A mulher ficou comovida observando a garçonete, cansada e grávida,
naquela noite de Natal, atendendo com um sorriso a quantos lhe procuravam. Pensou
que dificuldade teria na vida essa pobre moça para ter que se submeter,
já no final da gravidez, a um trabalho desses. Perdeu até a fome.
Quando a garçonete voltou, encontrou na mesa, debaixo do copo, ainda
com um resto de guaraná, cinco notas de cem reais. E um bilhete, num
lenço de papel cor-de-rosa: "Obrigada pelo atendimento. Fique com
esse dinheiro. É uma ajuda para o seu bebê que está chegando.
Seja feliz e faça outras pessoas felizes. Passe a felicidade para frente!"

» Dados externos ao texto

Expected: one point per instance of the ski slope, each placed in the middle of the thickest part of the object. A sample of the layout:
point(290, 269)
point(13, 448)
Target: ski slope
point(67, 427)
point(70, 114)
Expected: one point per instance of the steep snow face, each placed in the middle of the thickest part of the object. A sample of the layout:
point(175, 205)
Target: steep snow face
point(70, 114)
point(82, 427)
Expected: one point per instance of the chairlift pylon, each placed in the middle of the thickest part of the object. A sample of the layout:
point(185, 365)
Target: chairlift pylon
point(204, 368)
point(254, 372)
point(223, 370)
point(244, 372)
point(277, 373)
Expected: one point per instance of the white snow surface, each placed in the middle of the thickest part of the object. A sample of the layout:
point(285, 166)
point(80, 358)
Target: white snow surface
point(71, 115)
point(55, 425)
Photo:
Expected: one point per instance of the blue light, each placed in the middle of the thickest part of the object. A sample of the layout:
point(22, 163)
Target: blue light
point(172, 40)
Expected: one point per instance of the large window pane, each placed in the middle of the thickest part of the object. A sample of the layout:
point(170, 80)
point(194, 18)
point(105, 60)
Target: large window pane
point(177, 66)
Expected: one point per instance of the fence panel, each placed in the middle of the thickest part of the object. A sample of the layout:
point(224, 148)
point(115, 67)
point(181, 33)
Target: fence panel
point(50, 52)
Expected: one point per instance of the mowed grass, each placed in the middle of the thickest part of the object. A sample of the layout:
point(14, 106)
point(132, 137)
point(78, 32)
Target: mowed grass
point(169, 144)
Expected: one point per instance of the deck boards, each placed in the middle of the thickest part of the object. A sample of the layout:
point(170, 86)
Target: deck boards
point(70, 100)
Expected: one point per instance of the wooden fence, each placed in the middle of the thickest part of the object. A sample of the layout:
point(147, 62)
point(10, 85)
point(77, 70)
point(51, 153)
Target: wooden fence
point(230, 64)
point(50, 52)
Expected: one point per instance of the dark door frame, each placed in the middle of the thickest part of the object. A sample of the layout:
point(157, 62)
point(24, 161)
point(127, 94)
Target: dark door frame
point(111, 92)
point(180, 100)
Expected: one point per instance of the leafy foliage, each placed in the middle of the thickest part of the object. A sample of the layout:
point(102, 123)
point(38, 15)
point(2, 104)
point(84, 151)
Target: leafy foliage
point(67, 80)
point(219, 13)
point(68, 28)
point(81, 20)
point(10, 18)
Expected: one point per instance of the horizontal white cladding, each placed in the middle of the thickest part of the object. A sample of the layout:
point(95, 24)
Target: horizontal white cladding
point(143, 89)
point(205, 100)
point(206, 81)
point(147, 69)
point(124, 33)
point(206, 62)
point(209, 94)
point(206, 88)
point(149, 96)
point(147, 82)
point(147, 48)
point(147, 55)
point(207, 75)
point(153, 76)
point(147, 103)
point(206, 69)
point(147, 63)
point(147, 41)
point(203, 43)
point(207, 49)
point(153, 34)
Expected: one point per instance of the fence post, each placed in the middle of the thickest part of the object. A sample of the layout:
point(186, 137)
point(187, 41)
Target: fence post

A plateia que, atenta, observava o que acontecia naquela mesa, saiu do
suspense quando a moça abriu-se num sorriso largo. E, aos poucos, cada
um foi procurando seu canto, sempre recebendo da futura mãe uma boa noite
e um feliz Natal.
A garçonete faz mentalmente inúmeros planos do que fazer com aquele
dinheiro chegado em tão boa hora, quando mais necessitava, estando o
filho por nascer. Enquanto isso, começa a cuidar dos tantos copos e pratos
e talheres que ainda tem para recolher e lavar e enxugar... mas para completar
seu presente, o patrão também assumira o espírito natalino.
- Deixe o trabalho para amanhã. Vá dormir. Feliz Natal!
O quarto da moça era nos fundos da lanchonete. Ela sai feliz, sorrindo,
sentindo-se leve, embora com tanto peso na barriga. Abre a porta devagarzinho,
para não fazer barulho. Toma um banho e vai para a cama, pensando no
dinheiro e no bilhete que a mulher deixara. Aquela mulher tivera uma inspiração
divina para saber o quanto ela e o marido precisavam daquele dinheiro. Com os
raios da luz que entra pela janela, olha embevecida para o rosto do marido.
Moreno, barba por fazer. A mão esquerda, fora do cobertor, com um ferimento
recente.
A garçonete beija-o docemente e diz, num sussurro:
- Tudo vai ficar bem. Obrigada por me fazer feliz, meu amor! Eu te amo, Tarcísio!...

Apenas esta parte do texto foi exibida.